Southern Utah Red Dirt
Cliffs near Ivins, Utah are a brilliant red when the evening sun strikes their faces. The soil in Southern Utah is rich in trace minerals. The reds, browns, and yellow colors result from a chemical change in the iron-laden soil when exposed to the sun and oxygenated water for extended periods of time.

A pallet of red sandstone is Southern Utah’s backdrop. There’s a reason old-timers still call it, Color Country; Mother Nature’s brush redecorates year after year, season after season. Pallets of green, gold, sage, orange, red, pink, vermillion, and every other color in the rainbow play together here. 

The high desert holds so many mysteries, but the reason for the red dirt isn’t one of them. And, if there is one thing we love in Color Country, it’s red dirt. Did you know sandstone appears to change colors with the sunlight? When the sun shines directly on it, that red sand can begin to glow and progressively turn as gold as honey (but with sparkle).
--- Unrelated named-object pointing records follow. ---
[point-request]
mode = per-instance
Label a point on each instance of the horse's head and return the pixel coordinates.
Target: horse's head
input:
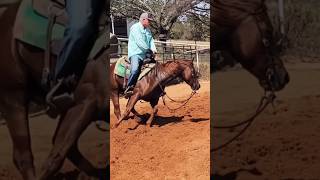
(257, 52)
(189, 74)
No, the reason for the red dirt is no mystery. The soil on our earth contains trace minerals. Wild About Utah,, published an article revealing one of our best secrets: “The red, brown, and yellow colors so prevalent in southern UT result from the presence of oxidized iron–that is iron that has undergone a chemical reaction upon exposure to air or oxygenated water. The iron oxides released from this process form a coating on the surface of the rock or rock grains containing the iron.”

Have you ever accidentally left your best Dutch oven outside for even just a few days. The oven would be left to the elements. The longer it’s exposed, the more the iron oxidizes. The same thing happens to sandstone and shale when exposed to the elements for an extended period of time.

An article published on titled: “Capitol Reef” said the contrasting green rocks we sometimes see in the vicinity are colored because, “Oxidized iron results in red coloring and indicates a dry paleo-environment and reduced iron, produced in swampy or boggy conditions, gives the rock a green tint.”

There are many uses for red sand

Ancient inhabitants of the high desert and Native Americans that followed found many uses for red sand. With the right level of moisture mixed in with the sand, they could use it to paint messages inside caves and on other hard surfaces where they were likely to be protected, but seen. 

Some made a poultice colored by the oxidized iron to create a dye. Others learned to shape wet sand into molds for jewelry-making. Hot precious metals were melted and poured into the sandstone mold. Eventually, they used it to create and color pottery. Shale was used to make tools and weapons. The red sand was frequently used the way we use “sandpaper” today.

The sandstone became a key element in construction. Sandstone bricks were easy to make and dried hard. Yet, the stone was soft enough for carving delicate designs. Members of the Church of Jesus Christ of Latter-day Saints built an entire temple in St. George with sandstone bricks. They then plastered it with a white finish. It took the locals more than five and a half years to complete the temple. It was finished in 1877 and still stands proudly today. St. George Temple is the oldest Latter-day Saint Temple in active use. It was the third built by the church and the first built in Utah. Public tours of the temple grounds and information center are available. The temple is located at 250 E. 400 S., St. George, UT 84770. To learn more, visit and search “St. George” as the temple is temporarily closed for what has been a 2-year renovation.

Other historic buildings in the downtown area such as the Latter-day Saints’ St. George Tabernacle at 18 S Main St, St. George, UT 84770, and the Woodward School at 76 W Tabernacle St, St. George, UT 84770 are two more fine examples of sandstone brick masonry.